Chrome runs each tab as its own process. That design keeps one crashed page from taking down the browser, but it means every open tab — even one you haven't looked at in days — holds its own slice of memory. With 60 or 80 tabs open, it's normal to see Chrome using the majority of your RAM. Here's how to bring it down without losing anything.
1. Turn on Chrome's Memory Saver
In Settings → Performance, Chrome's Memory Saver puts inactive tabs to sleep and reclaims their memory; the tab reloads when you click it. It helps, but it has limits: sleeping tabs still clutter your tab strip, some sites lose state on reload, and Chrome decides what sleeps — not you.
2. Find the heavy tabs
Chrome's own Task Manager (Window → Task Manager, or Shift+Esc on Windows) shows memory per tab. The usual offenders are web apps left open all day — mail, chat, dashboards, docs — and media-heavy pages. Anything at hundreds of megabytes that you touch twice a day is a candidate for closing and reopening on demand.

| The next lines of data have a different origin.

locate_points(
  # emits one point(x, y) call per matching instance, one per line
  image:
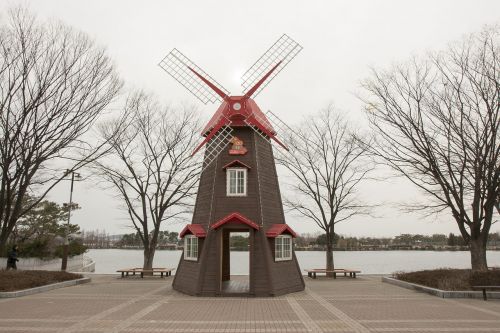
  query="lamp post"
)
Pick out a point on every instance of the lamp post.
point(64, 262)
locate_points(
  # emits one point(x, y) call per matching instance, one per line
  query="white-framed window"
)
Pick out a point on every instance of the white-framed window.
point(236, 182)
point(190, 247)
point(283, 248)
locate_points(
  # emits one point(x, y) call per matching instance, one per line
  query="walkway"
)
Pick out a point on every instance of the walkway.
point(110, 304)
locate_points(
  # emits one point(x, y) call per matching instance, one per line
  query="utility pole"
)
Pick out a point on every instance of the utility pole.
point(64, 262)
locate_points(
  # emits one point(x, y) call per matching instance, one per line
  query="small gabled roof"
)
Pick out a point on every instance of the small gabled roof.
point(235, 218)
point(235, 163)
point(278, 229)
point(195, 229)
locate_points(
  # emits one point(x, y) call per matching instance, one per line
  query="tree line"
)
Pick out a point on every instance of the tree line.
point(434, 120)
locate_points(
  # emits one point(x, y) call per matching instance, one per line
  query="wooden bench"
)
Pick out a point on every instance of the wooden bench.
point(161, 270)
point(484, 288)
point(126, 271)
point(312, 272)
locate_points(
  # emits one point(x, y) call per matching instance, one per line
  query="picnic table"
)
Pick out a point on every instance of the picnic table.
point(162, 270)
point(352, 272)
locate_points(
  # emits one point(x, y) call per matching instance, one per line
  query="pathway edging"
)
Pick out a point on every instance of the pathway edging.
point(41, 289)
point(439, 292)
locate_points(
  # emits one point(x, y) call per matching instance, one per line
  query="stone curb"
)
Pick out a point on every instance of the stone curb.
point(41, 289)
point(439, 292)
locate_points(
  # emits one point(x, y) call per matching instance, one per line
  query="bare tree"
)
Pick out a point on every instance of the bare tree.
point(150, 165)
point(328, 166)
point(437, 121)
point(54, 82)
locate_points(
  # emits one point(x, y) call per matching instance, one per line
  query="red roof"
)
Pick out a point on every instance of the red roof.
point(235, 218)
point(195, 229)
point(235, 163)
point(278, 229)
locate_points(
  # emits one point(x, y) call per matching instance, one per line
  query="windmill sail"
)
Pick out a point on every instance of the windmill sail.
point(216, 145)
point(280, 54)
point(192, 77)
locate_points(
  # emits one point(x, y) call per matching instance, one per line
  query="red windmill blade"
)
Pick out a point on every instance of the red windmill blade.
point(192, 77)
point(234, 110)
point(273, 61)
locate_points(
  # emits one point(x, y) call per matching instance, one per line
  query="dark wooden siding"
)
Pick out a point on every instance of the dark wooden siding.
point(262, 205)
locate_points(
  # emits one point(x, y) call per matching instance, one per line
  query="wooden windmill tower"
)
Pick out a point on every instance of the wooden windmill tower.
point(238, 189)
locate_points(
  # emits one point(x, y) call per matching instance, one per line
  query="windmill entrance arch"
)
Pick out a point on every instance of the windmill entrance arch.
point(238, 187)
point(232, 283)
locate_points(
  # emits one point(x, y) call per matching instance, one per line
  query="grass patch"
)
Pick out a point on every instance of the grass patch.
point(20, 280)
point(451, 279)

3. Park tabs instead of keeping them alive
The biggest wins come from changing what a "kept" tab is. Most open tabs aren't work in progress — they're bookmarks you're afraid to file. A parked tab costs zero RAM: it's just a labeled icon that opens the site when clicked. Tabrows is built around this — park hundreds of sites as icons in an overlay, grouped into labeled sections, and keep only the tabs you're actively using live.
4. Close whole windows, keep the structure
If your tabs are organized one-project-per-window (see our guide to managing 100+ tabs), memory management becomes trivial: finish a project, close its window, and its RAM comes back at once. With labeled window pills in an overlay you can also minimize a window and still see exactly what's in it — so "out of sight" stops meaning "lost."
Quick checklist
- Memory Saver ON in Chrome's Performance settings.
- Check Chrome's Task Manager for tabs using hundreds of MB.
- Park reference and “later” tabs as icons — zero RAM until clicked.
- One project per labeled window; close the window when the project ends.
- Restart the browser occasionally — long-lived sessions accumulate leaks.